PLEASE NOTE-- Since FRSC version 0.2 was released, REW has been improved so that it exports text files with a vastly larger number of text file data lines when you export a measurement as Text with “NO SMOOTHING” selected as the smoothing style.

When FRSC was last updated in 2015, REW did not export such a large number of text lines in the case of “NO SMOOTHING.”

So far as I can test, this current FRSC version 0.2 still works fine for instance with 24th octave smoothing, but it can crash if you try to open new “big unsmoothed text files” as exported by recent REW versions.

Until I can get around to compiling a new FRSC version capable of loading bigger text files, I think version 0.2 ought to continue to work fine so long as you use exported text files are which no larger than 24th or 48th Octave Smoothing.

Frequency Response Stats Calculator

Version 0.2

© 2015 James Chandler Jr

email: errnum@gmail.com

Should run on most versions of MS Windows. This program calculates basic frequency response statistics based on Room EQ Wizard measurements, exported from REW as TXT files.

This is free third-party software. No warranty. All liabilities disclaimed. Not affiliated with Room EQ Wizard software or its author. The program merely calculates statistics extracted from exported REW measurement txt files.

Click here (or right-click | download) for free download of FRStatsCalc 0.2

After download, unzip and run the installer.

Operation

First, you need a measurement txt file from Room EQ Wizard.

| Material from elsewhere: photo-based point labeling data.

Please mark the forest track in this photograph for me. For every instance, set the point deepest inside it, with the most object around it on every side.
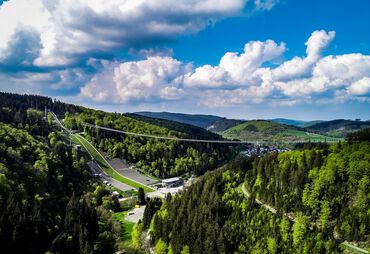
(345, 244)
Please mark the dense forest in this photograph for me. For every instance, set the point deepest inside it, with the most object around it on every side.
(306, 201)
(161, 158)
(48, 199)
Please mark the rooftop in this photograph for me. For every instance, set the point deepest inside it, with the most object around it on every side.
(170, 180)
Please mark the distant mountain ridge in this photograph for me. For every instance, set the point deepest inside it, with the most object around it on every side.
(297, 123)
(340, 127)
(198, 120)
(273, 129)
(265, 130)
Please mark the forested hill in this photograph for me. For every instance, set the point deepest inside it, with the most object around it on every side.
(48, 199)
(15, 103)
(340, 127)
(307, 201)
(189, 130)
(202, 121)
(162, 158)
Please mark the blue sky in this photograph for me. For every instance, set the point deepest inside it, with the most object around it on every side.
(242, 59)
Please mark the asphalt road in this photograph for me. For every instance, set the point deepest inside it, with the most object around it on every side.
(95, 168)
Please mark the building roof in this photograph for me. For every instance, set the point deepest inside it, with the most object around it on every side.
(171, 180)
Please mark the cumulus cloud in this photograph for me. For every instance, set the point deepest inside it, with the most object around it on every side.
(243, 78)
(70, 30)
(146, 80)
(238, 69)
(265, 4)
(360, 87)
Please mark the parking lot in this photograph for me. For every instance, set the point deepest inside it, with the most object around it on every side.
(124, 169)
(95, 168)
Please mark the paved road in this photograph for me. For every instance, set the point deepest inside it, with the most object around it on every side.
(123, 168)
(97, 170)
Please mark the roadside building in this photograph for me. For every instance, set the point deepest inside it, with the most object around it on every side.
(172, 182)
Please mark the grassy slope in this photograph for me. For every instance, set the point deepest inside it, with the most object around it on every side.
(98, 157)
(271, 131)
(126, 225)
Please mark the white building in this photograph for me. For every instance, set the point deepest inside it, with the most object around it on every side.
(172, 182)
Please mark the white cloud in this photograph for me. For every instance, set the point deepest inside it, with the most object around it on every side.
(238, 69)
(301, 67)
(73, 29)
(265, 4)
(242, 78)
(154, 78)
(360, 87)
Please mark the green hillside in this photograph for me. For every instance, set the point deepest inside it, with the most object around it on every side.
(262, 130)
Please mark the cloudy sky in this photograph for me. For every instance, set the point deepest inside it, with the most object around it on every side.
(235, 58)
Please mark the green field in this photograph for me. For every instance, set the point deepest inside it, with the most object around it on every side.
(261, 130)
(313, 137)
(126, 226)
(98, 157)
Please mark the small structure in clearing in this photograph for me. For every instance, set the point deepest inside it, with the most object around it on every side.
(172, 182)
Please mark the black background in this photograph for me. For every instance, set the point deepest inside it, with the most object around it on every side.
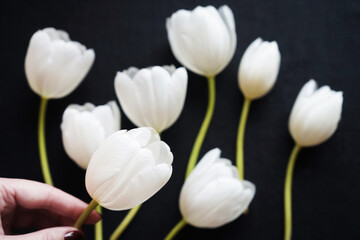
(317, 39)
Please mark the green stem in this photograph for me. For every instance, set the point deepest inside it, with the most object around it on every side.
(204, 127)
(180, 225)
(98, 226)
(240, 138)
(287, 192)
(123, 225)
(79, 222)
(42, 145)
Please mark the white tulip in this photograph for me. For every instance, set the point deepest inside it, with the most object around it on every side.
(203, 40)
(54, 64)
(128, 168)
(213, 194)
(85, 127)
(152, 97)
(315, 114)
(259, 68)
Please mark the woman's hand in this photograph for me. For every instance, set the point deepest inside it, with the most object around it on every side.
(26, 204)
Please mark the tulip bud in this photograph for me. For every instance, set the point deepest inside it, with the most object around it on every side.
(85, 127)
(203, 40)
(55, 65)
(128, 168)
(315, 114)
(213, 194)
(259, 68)
(152, 97)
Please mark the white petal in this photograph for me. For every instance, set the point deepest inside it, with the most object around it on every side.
(141, 187)
(54, 65)
(82, 133)
(202, 40)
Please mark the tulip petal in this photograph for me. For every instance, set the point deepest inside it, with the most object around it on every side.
(140, 188)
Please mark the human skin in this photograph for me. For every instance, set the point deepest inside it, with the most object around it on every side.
(29, 204)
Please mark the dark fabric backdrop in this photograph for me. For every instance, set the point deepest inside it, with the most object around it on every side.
(317, 39)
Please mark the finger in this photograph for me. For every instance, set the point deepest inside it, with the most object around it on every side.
(39, 219)
(58, 233)
(35, 195)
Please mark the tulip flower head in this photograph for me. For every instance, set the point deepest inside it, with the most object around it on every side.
(85, 127)
(152, 97)
(54, 64)
(203, 40)
(213, 194)
(315, 114)
(128, 168)
(259, 68)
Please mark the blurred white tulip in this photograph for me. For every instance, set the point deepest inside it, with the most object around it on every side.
(128, 168)
(259, 68)
(55, 65)
(213, 194)
(85, 127)
(203, 40)
(315, 114)
(152, 97)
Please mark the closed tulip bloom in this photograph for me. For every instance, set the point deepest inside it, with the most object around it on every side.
(85, 127)
(315, 114)
(203, 40)
(213, 194)
(152, 97)
(259, 68)
(54, 64)
(128, 168)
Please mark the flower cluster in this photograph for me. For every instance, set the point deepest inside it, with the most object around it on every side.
(124, 168)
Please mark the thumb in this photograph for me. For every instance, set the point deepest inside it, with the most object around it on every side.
(57, 233)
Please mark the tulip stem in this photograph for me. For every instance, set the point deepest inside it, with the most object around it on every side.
(123, 225)
(287, 192)
(98, 226)
(240, 138)
(204, 127)
(180, 225)
(79, 222)
(42, 144)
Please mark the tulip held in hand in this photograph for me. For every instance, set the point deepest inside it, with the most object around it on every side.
(258, 71)
(314, 119)
(213, 195)
(127, 169)
(85, 127)
(152, 97)
(54, 67)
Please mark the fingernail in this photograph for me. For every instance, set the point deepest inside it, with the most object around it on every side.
(74, 235)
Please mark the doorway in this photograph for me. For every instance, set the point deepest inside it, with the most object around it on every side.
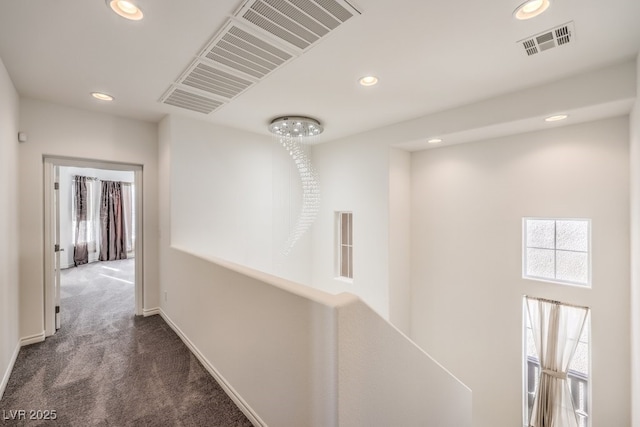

Run REW and make or load a measurement, then use the REW menu item File|Export|Measurement as text.

Frequency Response Stats Calculator expects measurement data items separated by space characters, so make sure that option is set via the REW menu item File|Export|Set text delimiter (Space).




Now run FR Stats Calc and open the REW measurement txt file--




Assuming no error, the main window should look something like this--




By default, statistics are calculated within a range of 40 Hz to 10 Khz. The defaults are based on an assumption that measurements below 40 Hz or above 10 Khz may be more difficult to flatten in many rooms. Therefore the default analysis frequency range ignores very high and very low frequencies which may “unfairly” skew achievable results in the mid-band where room treatment is most feasible.

You can change the stats frequency range by right-clicking a desired frequency line in the REW Measurements box, after which the stats are automatically recalculated based on the new frequency limits--




There are two ways to save the results (the data displayed in the Calculated Stats box)--

You can copy the data to the clipboard, then paste the text into a text editor-- A word processor, internet forum message, or whatever.




Alternately, you can save a txt file which prepends the stats data lines to the REW measurement text. You can either save to a new filename, or the original measurement txt file name. Note-- In some cases, file permissions problems could possibly prevent saving to the original filename, replacing the original file. In which case, select a different filename or file location for the saved .txt file.




The Frequency Response View

The primary purpose of the Frequency Response graphic is to clearly illustrate the basis of the Stats.




The yellow hilited area shows the Stats Frequency range, which can be modified by right-clicking in the REW Measurements box.

The Mean SPL of the Frequency Response is drawn in red (as calculated within the bounds of the yellow hilited area).

The REW frequency plot is drawn in blue.

The Smoothed Frequency Response is plotted in black-- A gaussian smoothing with a width of two octaves.

Resize the window to see a bigger (or smaller) Frequency Response graphic.

The chart is always auto-sized to fit the frequency response SPL range. Therefore, more-flat responses are automatically magnified to fill the box. Less-flat responses are automatically zoomed-out to fill the box.This is intended to be analytical rather than aesthetic or reassuring.

No matter how good the frequency response, the plot will probably look rather jaggy, because the flatter you get the response, the more-magnified will be whatever defects remain. A visual hint would be the left-hand dB markings. A flat plot will display as low as 1 dB per division, but rough plots could display 10 or more dB per division-- Whatever amount of zoom is necessary to fit the plot into the available chart space.

Horizontal dB lines are always referenced with a Mean SPL of 0 dB, regardless the absolute SPL levels in the exported REW measurement file.

Flatness stats are calculated based on the blue frequency response line versus the red Mean SPL line.

Smoothness stats are calculated based on the blue frequency response line versus the black Smoothed Frequency Response line.

Understanding the Stats

REW Exported Measurement Filename: The filename of the REW exported measurement txt file.

Total Available Measurements: The total number of measurement data lines found in the REW exported measurement txt file. The number of data lines will depend on the smoothing which was selected when you exported the measurement file. Also, the stats results will depend on the selected smoothing. For instance, octave smoothing will show “more optimistic” stats than 24th octave smoothing, and 24th octave smoothing will show “more optimistic” stats than No Smoothing.

Note: FRStatsCalc is programmed to skip over any header comment lines beginning with an (*) asterisk character. It expects to find data following a block of asterisk comment lines. If a measurement txt file has been edited to contain any “non-asterisk” lines before the beginning of numeric data lines, then FRStatsCalc will fail to properly parse the txt file.

Available Measurement Frequency Range: The lowest and highest frequencies found in the REW exported measurement txt file.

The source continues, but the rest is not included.